ROCm has improved a lot over the past few months, and now ROCm 5.6 seems to work out of box by just following this tutorial: https://rocm.docs.amd.com/en/latest/deploy/linux/installer/i.... TVM Unity, the underlying compiler MLC LLM uses, seems to work out of box too on ROCm 5.6 - from Bohan Hou who sets up the environment
Depends what support means to you really. The docs use support to mean things AMD tested and expect to work, modulo errata.
If you're building the stack from source or found it in a Linux repo, decent odds it'll work for you. More likely to work on gfx9 or gfx10 than the older cards. I think that's roughly the last five years.
If you use the official distribution, some parts are compiled to gpu-specific machine code and if your gpu isn't one of those, you can't use that library. I think there's a reluctance to compile the libs for GPUs that aren't in the internal CI in case they don't work.
As an anecdote, I do most development on unsupported hardware, unsupported distro and unsupported kernel, with the upstream driver, using whatever was on llvm main that morning. That mostly works despite positioning myself as most likely to run into bugs.
Are there any docker images containing this? I'd like to avoid getting into dependency hell with other software on my system, as happens all too often with new technologies.
Generally speaking I expect Vulkan to be slower than ROCm given it's designed for generic gaming across GPU vendors, so the takeaway is, whenever ROCm is available and usable, we should use ROCm. And it's the same for CUDA vs Vulkan.
This is coming! Myself and others at OctoML and in the TVM community are actively working on multi-gpu support in the compiler and runtime.
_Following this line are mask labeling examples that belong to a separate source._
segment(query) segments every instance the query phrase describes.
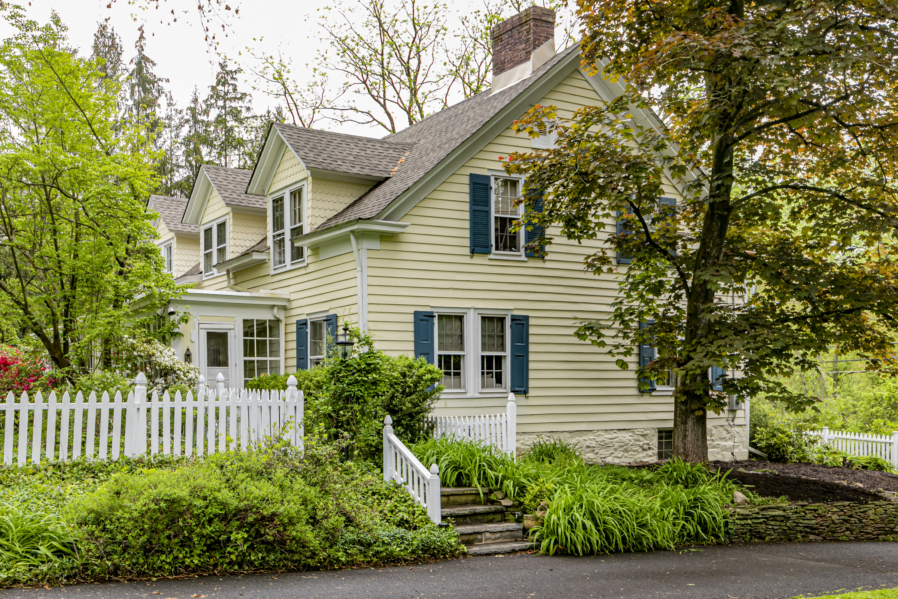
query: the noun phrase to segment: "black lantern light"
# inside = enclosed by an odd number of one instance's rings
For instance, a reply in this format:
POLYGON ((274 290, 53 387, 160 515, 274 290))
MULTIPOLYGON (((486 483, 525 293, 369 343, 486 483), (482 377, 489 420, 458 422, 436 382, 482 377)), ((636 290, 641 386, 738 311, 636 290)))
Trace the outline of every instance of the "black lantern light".
POLYGON ((352 339, 349 339, 349 329, 347 326, 343 327, 343 334, 340 335, 341 339, 337 339, 337 355, 339 356, 341 360, 348 359, 352 356, 352 339))

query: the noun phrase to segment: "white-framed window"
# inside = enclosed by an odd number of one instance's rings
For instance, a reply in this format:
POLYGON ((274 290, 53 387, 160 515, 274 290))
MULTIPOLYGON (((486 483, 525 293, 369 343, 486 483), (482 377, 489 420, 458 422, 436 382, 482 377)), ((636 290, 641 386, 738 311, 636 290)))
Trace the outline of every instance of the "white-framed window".
POLYGON ((512 177, 493 176, 493 198, 490 215, 493 227, 493 252, 521 256, 524 253, 523 232, 512 231, 521 217, 522 206, 515 206, 521 195, 522 181, 512 177))
POLYGON ((293 237, 305 233, 305 186, 271 198, 271 266, 281 269, 303 262, 305 248, 293 237))
POLYGON ((436 314, 436 367, 447 391, 464 391, 464 325, 463 314, 436 314))
POLYGON ((280 374, 280 321, 243 319, 243 381, 280 374))
POLYGON ((434 314, 436 365, 443 371, 444 392, 507 392, 511 312, 435 308, 434 314))
POLYGON ((309 367, 313 368, 324 359, 327 345, 327 326, 324 319, 309 322, 309 367))
POLYGON ((480 314, 480 390, 508 388, 508 319, 480 314))
POLYGON ((216 264, 227 260, 227 218, 203 227, 203 276, 215 274, 216 264))
POLYGON ((174 270, 174 247, 173 242, 169 242, 163 244, 163 269, 171 274, 174 270))

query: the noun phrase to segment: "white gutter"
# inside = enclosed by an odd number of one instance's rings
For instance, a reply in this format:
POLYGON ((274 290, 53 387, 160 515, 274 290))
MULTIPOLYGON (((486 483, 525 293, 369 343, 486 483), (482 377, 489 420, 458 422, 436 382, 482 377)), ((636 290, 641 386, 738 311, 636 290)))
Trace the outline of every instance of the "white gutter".
POLYGON ((352 253, 356 256, 356 297, 358 304, 358 327, 368 330, 368 250, 358 247, 356 232, 349 231, 352 253))

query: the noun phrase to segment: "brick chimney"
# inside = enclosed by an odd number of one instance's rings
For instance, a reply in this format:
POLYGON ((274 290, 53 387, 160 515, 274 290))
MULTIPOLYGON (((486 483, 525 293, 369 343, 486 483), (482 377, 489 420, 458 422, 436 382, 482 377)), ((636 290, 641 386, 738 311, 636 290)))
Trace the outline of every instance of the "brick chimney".
POLYGON ((533 72, 555 55, 555 11, 531 6, 495 25, 494 91, 507 87, 533 72))

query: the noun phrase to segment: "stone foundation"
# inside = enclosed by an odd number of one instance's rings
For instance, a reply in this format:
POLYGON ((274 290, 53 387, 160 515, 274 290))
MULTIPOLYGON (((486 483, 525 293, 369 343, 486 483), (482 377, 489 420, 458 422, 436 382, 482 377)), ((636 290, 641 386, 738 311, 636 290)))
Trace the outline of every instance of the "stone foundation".
MULTIPOLYGON (((518 433, 517 451, 527 450, 537 437, 561 439, 577 444, 589 463, 656 462, 658 457, 657 428, 573 430, 554 433, 518 433)), ((748 431, 744 426, 716 425, 708 427, 709 460, 747 460, 748 431)))
POLYGON ((898 540, 894 501, 737 507, 730 517, 735 542, 898 540))

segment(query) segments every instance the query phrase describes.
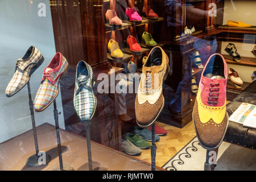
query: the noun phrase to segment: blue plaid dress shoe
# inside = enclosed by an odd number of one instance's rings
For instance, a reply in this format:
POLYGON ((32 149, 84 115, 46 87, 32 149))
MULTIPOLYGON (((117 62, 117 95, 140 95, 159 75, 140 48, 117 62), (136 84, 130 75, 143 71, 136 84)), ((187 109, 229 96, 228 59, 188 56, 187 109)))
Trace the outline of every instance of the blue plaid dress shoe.
POLYGON ((80 61, 76 67, 74 107, 82 122, 89 122, 94 114, 97 99, 93 94, 94 75, 92 67, 80 61))

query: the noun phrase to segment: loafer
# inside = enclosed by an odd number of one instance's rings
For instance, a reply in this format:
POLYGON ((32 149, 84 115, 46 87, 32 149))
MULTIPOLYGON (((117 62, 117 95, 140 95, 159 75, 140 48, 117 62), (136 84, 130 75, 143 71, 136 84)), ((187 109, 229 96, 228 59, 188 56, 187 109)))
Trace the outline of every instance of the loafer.
POLYGON ((44 60, 44 58, 39 51, 31 46, 24 56, 18 59, 16 63, 14 75, 5 90, 6 96, 11 97, 22 89, 44 60))
POLYGON ((241 21, 228 21, 228 27, 251 27, 251 24, 246 24, 242 22, 241 21))
MULTIPOLYGON (((135 127, 135 134, 138 134, 145 140, 152 142, 152 131, 148 129, 143 129, 140 127, 135 127)), ((158 142, 160 140, 160 137, 155 134, 155 141, 158 142)))
POLYGON ((164 105, 162 85, 169 71, 167 55, 161 47, 155 47, 142 66, 142 75, 136 95, 136 121, 140 127, 150 126, 160 114, 164 105))
POLYGON ((241 62, 241 56, 237 52, 237 48, 236 46, 233 43, 229 43, 225 48, 225 51, 231 56, 233 57, 234 61, 237 62, 241 62))
POLYGON ((40 112, 46 109, 59 94, 59 82, 68 71, 68 63, 60 52, 57 52, 44 69, 41 84, 36 92, 34 106, 40 112))
POLYGON ((158 15, 150 8, 149 6, 144 6, 142 9, 142 13, 143 13, 147 18, 157 19, 158 15))
POLYGON ((110 52, 111 57, 115 59, 122 59, 123 53, 119 47, 118 43, 113 39, 109 40, 108 48, 110 52))
POLYGON ((139 155, 141 154, 141 150, 135 146, 129 140, 122 142, 122 150, 128 155, 139 155))
POLYGON ((125 139, 129 140, 134 145, 141 149, 147 149, 150 147, 150 143, 143 139, 138 134, 131 133, 126 133, 125 134, 125 139))
POLYGON ((78 118, 82 122, 90 121, 96 109, 94 84, 92 67, 84 61, 79 61, 76 67, 73 103, 78 118))
POLYGON ((109 24, 113 26, 121 26, 122 22, 117 16, 117 13, 114 10, 108 10, 106 13, 106 19, 109 20, 109 24))
MULTIPOLYGON (((148 127, 147 129, 152 131, 152 126, 148 127)), ((155 134, 158 136, 164 136, 167 134, 167 131, 155 123, 155 134)))
POLYGON ((231 81, 233 83, 238 85, 243 85, 243 82, 240 78, 238 76, 238 73, 236 71, 235 71, 232 68, 229 68, 228 70, 228 76, 231 81))
POLYGON ((153 39, 151 34, 144 32, 142 34, 142 39, 144 41, 146 46, 156 46, 156 42, 153 39))
POLYGON ((141 52, 141 47, 137 42, 137 39, 132 35, 129 35, 127 38, 127 44, 129 46, 130 51, 134 52, 141 52))
POLYGON ((201 73, 192 117, 198 139, 207 150, 220 146, 228 127, 227 78, 224 58, 218 53, 212 55, 201 73))
POLYGON ((131 22, 141 22, 142 20, 142 18, 139 15, 135 7, 126 8, 125 14, 131 22))

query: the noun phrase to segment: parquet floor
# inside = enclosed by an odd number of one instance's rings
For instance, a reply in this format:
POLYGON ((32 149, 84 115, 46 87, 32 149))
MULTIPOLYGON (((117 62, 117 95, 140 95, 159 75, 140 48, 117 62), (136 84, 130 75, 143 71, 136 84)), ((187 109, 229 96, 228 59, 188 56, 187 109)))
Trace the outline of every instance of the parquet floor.
MULTIPOLYGON (((160 141, 156 143, 157 146, 156 166, 161 167, 196 135, 192 121, 183 129, 159 122, 156 122, 156 123, 167 131, 167 134, 166 136, 160 136, 160 141)), ((142 154, 135 157, 151 163, 150 149, 142 150, 142 154)))

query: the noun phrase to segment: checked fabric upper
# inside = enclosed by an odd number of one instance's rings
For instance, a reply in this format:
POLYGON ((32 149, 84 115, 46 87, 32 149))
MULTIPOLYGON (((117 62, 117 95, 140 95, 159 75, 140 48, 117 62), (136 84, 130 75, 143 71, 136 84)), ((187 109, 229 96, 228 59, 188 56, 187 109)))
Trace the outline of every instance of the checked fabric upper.
POLYGON ((94 75, 92 67, 80 61, 76 68, 74 107, 81 122, 89 122, 93 117, 97 99, 93 94, 94 75))
POLYGON ((34 46, 31 46, 22 58, 16 63, 14 75, 5 90, 9 97, 20 90, 30 78, 30 76, 44 61, 41 53, 34 46))
POLYGON ((36 111, 47 107, 59 93, 59 82, 61 76, 67 71, 68 63, 60 52, 57 52, 49 65, 44 69, 41 85, 34 102, 36 111))
POLYGON ((228 70, 221 55, 208 59, 202 72, 193 110, 197 138, 207 149, 217 148, 225 135, 228 122, 226 110, 228 70))

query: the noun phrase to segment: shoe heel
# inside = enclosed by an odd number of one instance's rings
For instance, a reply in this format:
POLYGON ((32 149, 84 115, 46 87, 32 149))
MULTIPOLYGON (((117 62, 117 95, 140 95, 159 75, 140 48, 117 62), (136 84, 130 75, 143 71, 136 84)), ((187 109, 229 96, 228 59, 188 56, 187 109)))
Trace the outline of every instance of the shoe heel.
POLYGON ((170 65, 168 65, 168 68, 167 68, 167 72, 166 72, 166 75, 164 75, 164 80, 166 80, 166 78, 168 77, 168 75, 169 75, 169 72, 170 72, 170 65))
POLYGON ((44 61, 44 56, 42 56, 42 58, 38 61, 38 63, 36 63, 34 67, 31 68, 30 73, 30 76, 31 76, 31 75, 36 70, 36 69, 38 69, 44 61))

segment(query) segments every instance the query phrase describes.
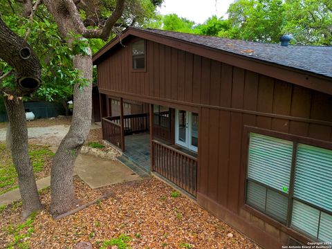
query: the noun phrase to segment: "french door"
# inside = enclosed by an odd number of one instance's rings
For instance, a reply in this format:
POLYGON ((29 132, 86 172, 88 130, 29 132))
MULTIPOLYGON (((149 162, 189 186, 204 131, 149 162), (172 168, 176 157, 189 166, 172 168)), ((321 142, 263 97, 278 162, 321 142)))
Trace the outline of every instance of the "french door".
POLYGON ((176 110, 175 142, 194 151, 198 150, 199 114, 176 110))

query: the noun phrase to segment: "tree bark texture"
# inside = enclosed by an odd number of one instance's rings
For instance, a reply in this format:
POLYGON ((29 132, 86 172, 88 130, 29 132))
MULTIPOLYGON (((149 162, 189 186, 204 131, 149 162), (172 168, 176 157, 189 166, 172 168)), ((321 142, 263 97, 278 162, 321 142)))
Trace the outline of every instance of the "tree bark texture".
POLYGON ((91 124, 92 57, 76 55, 75 68, 81 71, 89 84, 74 86, 73 111, 71 128, 55 154, 50 174, 51 213, 56 216, 75 207, 73 185, 74 163, 86 140, 91 124))
POLYGON ((6 99, 5 105, 12 134, 12 158, 18 174, 19 192, 22 200, 22 219, 41 210, 33 168, 28 153, 28 129, 22 100, 6 99))
MULTIPOLYGON (((80 18, 73 0, 43 0, 44 4, 52 14, 57 24, 59 32, 67 40, 70 46, 71 33, 86 37, 106 39, 111 28, 121 17, 125 0, 116 0, 116 7, 105 23, 102 29, 87 30, 80 18), (69 37, 69 39, 68 39, 69 37)), ((75 160, 82 146, 87 139, 91 123, 92 112, 92 57, 75 55, 73 57, 74 68, 82 73, 87 81, 80 89, 74 86, 73 119, 67 135, 62 140, 55 154, 51 169, 51 207, 53 216, 65 213, 76 204, 73 185, 73 172, 75 160)))
POLYGON ((41 82, 38 57, 29 44, 18 36, 0 18, 0 58, 15 69, 16 81, 24 93, 36 90, 41 82))
POLYGON ((8 150, 12 150, 12 133, 10 133, 10 124, 8 122, 7 124, 7 131, 6 131, 6 148, 8 150))

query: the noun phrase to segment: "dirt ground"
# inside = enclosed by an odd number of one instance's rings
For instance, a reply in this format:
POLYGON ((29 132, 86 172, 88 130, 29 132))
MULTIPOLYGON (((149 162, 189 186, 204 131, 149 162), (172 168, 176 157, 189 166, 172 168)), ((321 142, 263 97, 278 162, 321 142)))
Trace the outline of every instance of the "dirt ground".
MULTIPOLYGON (((31 121, 26 121, 26 126, 29 127, 44 127, 50 125, 71 125, 71 116, 58 116, 57 118, 40 118, 31 121)), ((8 123, 6 122, 0 122, 0 129, 7 127, 8 123)))
MULTIPOLYGON (((77 178, 74 182, 78 198, 84 202, 105 193, 111 197, 59 221, 47 211, 40 212, 21 231, 33 228, 30 237, 24 239, 28 248, 72 248, 80 241, 89 241, 100 248, 105 241, 125 236, 127 247, 120 248, 259 248, 192 200, 183 195, 172 197, 174 190, 158 179, 95 190, 77 178)), ((42 199, 47 210, 49 190, 42 199)), ((0 248, 14 241, 13 230, 8 228, 19 223, 20 211, 20 206, 12 205, 0 212, 0 248)))

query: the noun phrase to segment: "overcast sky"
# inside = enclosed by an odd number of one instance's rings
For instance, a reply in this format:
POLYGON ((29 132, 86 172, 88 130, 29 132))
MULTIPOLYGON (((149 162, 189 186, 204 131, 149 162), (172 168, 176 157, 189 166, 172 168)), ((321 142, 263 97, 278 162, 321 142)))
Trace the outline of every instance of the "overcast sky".
POLYGON ((161 15, 177 14, 196 24, 203 24, 213 15, 225 16, 234 0, 164 0, 158 11, 161 15))

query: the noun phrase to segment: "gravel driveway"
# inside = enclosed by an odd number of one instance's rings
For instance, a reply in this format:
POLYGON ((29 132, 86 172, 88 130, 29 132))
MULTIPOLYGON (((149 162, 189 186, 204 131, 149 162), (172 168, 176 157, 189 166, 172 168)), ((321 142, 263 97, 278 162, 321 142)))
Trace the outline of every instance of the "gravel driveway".
MULTIPOLYGON (((59 143, 62 138, 67 133, 69 125, 59 124, 44 127, 28 128, 28 136, 29 138, 47 139, 51 143, 59 143)), ((0 129, 0 141, 6 140, 6 133, 7 128, 0 129)))

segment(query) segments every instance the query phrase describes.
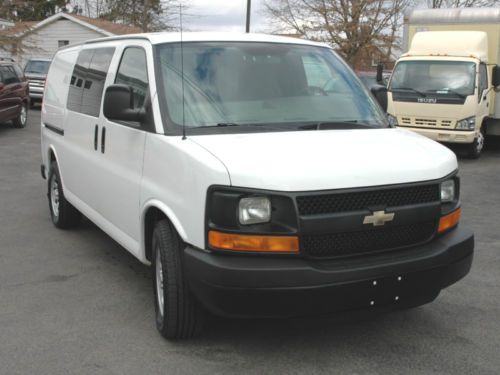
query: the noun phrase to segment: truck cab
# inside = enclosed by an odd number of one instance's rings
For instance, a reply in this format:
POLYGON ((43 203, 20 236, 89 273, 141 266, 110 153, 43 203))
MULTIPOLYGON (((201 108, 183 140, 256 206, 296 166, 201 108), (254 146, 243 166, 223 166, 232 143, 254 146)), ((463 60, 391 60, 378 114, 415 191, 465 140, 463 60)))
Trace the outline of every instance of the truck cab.
POLYGON ((411 45, 388 87, 393 125, 481 155, 486 134, 500 135, 497 16, 419 10, 405 19, 411 45))

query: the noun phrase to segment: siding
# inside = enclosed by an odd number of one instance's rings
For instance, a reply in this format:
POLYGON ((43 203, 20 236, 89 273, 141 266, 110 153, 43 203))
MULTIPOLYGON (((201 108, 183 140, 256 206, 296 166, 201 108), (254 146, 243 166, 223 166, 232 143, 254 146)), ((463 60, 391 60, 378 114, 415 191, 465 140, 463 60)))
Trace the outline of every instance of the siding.
POLYGON ((52 58, 57 51, 59 40, 68 40, 69 44, 81 43, 105 35, 91 30, 65 18, 37 29, 23 38, 22 51, 14 59, 24 68, 30 58, 52 58))

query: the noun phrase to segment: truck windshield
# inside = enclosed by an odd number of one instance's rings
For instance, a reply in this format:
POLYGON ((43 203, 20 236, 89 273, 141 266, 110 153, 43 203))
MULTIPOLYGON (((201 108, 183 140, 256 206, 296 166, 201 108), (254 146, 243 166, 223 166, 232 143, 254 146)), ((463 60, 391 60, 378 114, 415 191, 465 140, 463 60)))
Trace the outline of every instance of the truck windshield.
POLYGON ((162 112, 174 126, 387 126, 378 104, 328 48, 197 42, 184 43, 182 53, 178 43, 159 45, 156 52, 162 112))
POLYGON ((474 94, 476 64, 465 61, 401 61, 392 74, 390 91, 465 97, 474 94))
POLYGON ((47 74, 50 61, 30 60, 24 68, 25 73, 47 74))

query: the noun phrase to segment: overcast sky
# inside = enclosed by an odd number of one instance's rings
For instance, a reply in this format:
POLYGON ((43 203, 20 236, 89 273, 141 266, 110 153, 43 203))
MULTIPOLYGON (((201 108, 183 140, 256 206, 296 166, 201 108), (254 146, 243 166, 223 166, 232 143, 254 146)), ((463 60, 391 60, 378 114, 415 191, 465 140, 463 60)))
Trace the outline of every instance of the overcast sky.
MULTIPOLYGON (((187 0, 189 13, 185 25, 191 31, 244 32, 247 0, 187 0)), ((250 31, 269 31, 262 14, 263 0, 252 0, 250 31)))

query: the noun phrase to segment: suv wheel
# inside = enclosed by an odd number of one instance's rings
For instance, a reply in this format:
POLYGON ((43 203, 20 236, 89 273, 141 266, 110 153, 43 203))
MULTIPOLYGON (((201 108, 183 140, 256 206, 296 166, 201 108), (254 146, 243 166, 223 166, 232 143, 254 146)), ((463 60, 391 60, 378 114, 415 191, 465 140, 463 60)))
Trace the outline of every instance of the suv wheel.
POLYGON ((184 277, 185 244, 172 225, 161 220, 155 226, 152 246, 156 327, 167 339, 196 336, 204 316, 184 277))
POLYGON ((56 227, 67 229, 75 227, 80 223, 82 214, 64 197, 61 175, 59 174, 56 162, 52 162, 50 165, 47 195, 49 198, 50 217, 56 227))
POLYGON ((484 148, 484 141, 485 141, 484 127, 481 127, 478 136, 474 138, 474 141, 470 145, 467 146, 468 147, 467 155, 469 156, 470 159, 478 159, 481 156, 481 152, 483 151, 484 148))
POLYGON ((21 104, 21 110, 19 111, 19 115, 12 120, 12 123, 16 128, 24 128, 26 126, 26 122, 28 121, 28 106, 26 103, 21 104))

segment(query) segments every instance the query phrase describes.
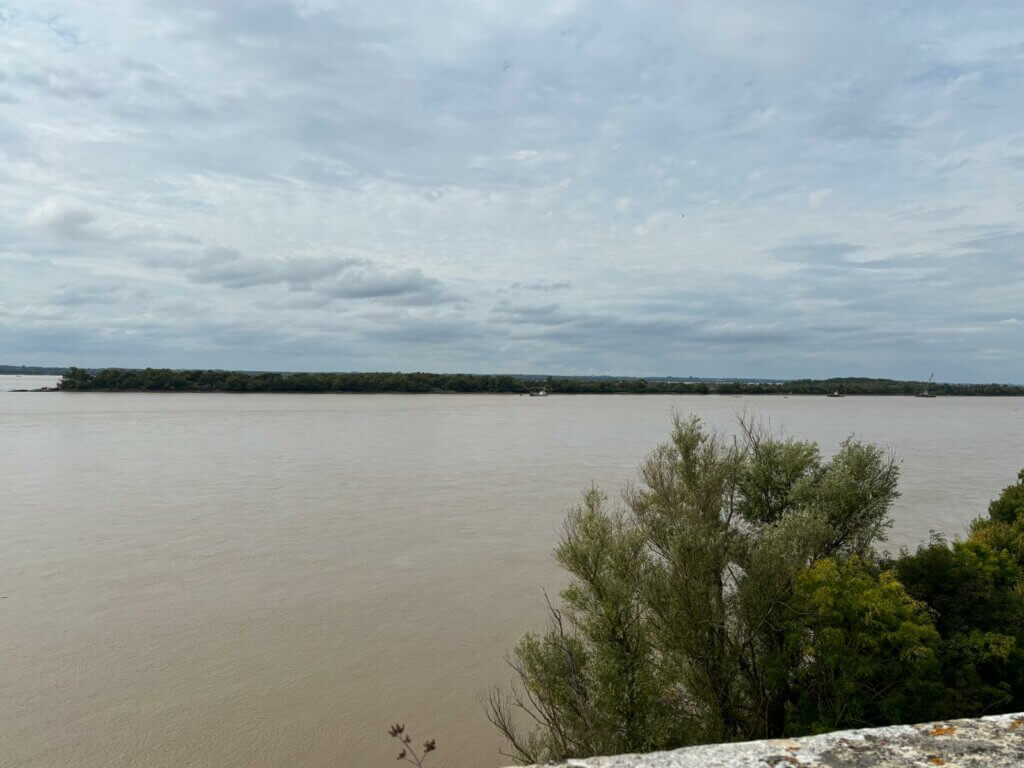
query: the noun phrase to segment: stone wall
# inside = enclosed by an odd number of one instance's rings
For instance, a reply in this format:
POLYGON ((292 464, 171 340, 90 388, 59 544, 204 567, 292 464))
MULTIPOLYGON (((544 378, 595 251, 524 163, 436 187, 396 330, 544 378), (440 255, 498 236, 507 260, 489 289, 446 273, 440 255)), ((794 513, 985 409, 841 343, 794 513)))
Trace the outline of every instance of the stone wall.
POLYGON ((569 760, 566 768, 1024 768, 1024 713, 569 760))

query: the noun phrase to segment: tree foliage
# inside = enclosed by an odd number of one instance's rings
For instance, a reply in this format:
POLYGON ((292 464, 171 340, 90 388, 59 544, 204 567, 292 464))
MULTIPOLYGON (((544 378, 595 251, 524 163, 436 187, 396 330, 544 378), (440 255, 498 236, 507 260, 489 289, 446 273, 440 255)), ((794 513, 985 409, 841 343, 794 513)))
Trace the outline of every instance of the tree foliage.
POLYGON ((570 577, 487 714, 513 758, 801 735, 1024 708, 1021 483, 964 542, 882 559, 897 467, 749 421, 676 420, 639 481, 591 489, 570 577), (996 545, 1007 546, 996 546, 996 545))
POLYGON ((489 698, 514 757, 786 730, 805 653, 794 641, 798 582, 824 559, 869 556, 897 468, 856 440, 826 461, 813 443, 741 427, 728 441, 677 420, 625 509, 592 490, 569 515, 556 553, 572 577, 563 604, 547 633, 517 646, 513 687, 489 698), (520 728, 523 716, 537 727, 520 728))
MULTIPOLYGON (((613 377, 530 377, 428 373, 254 373, 70 368, 60 388, 170 392, 509 392, 544 388, 558 394, 915 394, 924 382, 891 379, 801 379, 796 381, 709 381, 613 377)), ((936 384, 946 395, 1022 395, 1024 386, 936 384)))

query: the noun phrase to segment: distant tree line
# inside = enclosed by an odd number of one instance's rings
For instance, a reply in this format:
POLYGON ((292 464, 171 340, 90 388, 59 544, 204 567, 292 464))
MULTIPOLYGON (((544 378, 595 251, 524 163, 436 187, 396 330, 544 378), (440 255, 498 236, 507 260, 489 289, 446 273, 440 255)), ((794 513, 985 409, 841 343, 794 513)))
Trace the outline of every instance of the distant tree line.
POLYGON ((964 540, 880 555, 898 466, 696 418, 555 556, 487 714, 524 763, 1024 709, 1024 471, 964 540))
MULTIPOLYGON (((545 389, 556 394, 916 394, 920 381, 893 379, 797 379, 794 381, 665 381, 586 377, 524 378, 510 375, 427 373, 243 373, 106 368, 68 369, 65 390, 166 392, 507 392, 545 389)), ((1011 384, 932 384, 939 395, 1024 395, 1011 384)))

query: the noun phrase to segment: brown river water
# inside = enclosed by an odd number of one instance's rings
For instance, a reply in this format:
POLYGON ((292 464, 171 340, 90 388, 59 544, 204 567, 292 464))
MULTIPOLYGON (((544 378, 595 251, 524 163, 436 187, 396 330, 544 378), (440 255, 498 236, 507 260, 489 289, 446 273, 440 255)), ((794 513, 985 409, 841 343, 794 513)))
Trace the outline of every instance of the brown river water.
POLYGON ((896 451, 892 548, 1024 466, 1024 399, 8 393, 0 766, 508 763, 479 695, 561 585, 564 510, 672 413, 896 451))

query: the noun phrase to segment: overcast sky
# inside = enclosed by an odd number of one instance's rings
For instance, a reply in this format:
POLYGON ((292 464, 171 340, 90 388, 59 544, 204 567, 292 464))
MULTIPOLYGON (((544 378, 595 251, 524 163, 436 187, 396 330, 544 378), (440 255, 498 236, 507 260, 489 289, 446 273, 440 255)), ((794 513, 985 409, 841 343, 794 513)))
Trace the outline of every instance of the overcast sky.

Here are some of the merged and active PRs on the multi-GPU (multi-device) roadmap:
The first target will be LLM's on multiple NVIDIA GPUs but as with all of MLC-LLM effort, the approach will generalize to other hardware including AMD's wonderful hardware.
True and there are some other issues to be addressed. Those two particular issue is on our roadmap.
Regarding quantization, we wanted to develop a code path that absorbs any quantization formats, for example, those from GGML or GPTQ, so that they could be all used. ML compilation (MLC) is agnostic to any quantization formats, but we just haven't exposed such abstractions yet.
On CPU offloading, imagine if you are writing PyTorch, it should be as simple as a one-liner `some_tensor.cpu()` to bring something down to host memory, and `some_tensor.cuda()` to get it back to CUDA - seems a low-hanging fruit but it's not implemented yet in MLC LLM :( Lots of stuff to do and we should make this happen soon.
Thanks! Just curious why there is no "team" or "about us" page? It's nice sharing credit, but it also is a little unsettling when blog posts do not name contributors.
Good work though. And you have an activity community on github, congratulations.
Really depends on how good ROCm support for WSL2 is. Our team don't have a windows machine so could not verify ourselves, but if you got ROCm set up properly on WSL2, MLC LLM should work out of the box
I don't think TVM advertised a lot on its full capabilities, for example, high-perf codegen for dynamic shapes without auto-tuning, or auto-tuning-based codegen, at least in the past few years, and that might be one of the factors it doesn't got a lot of visibility.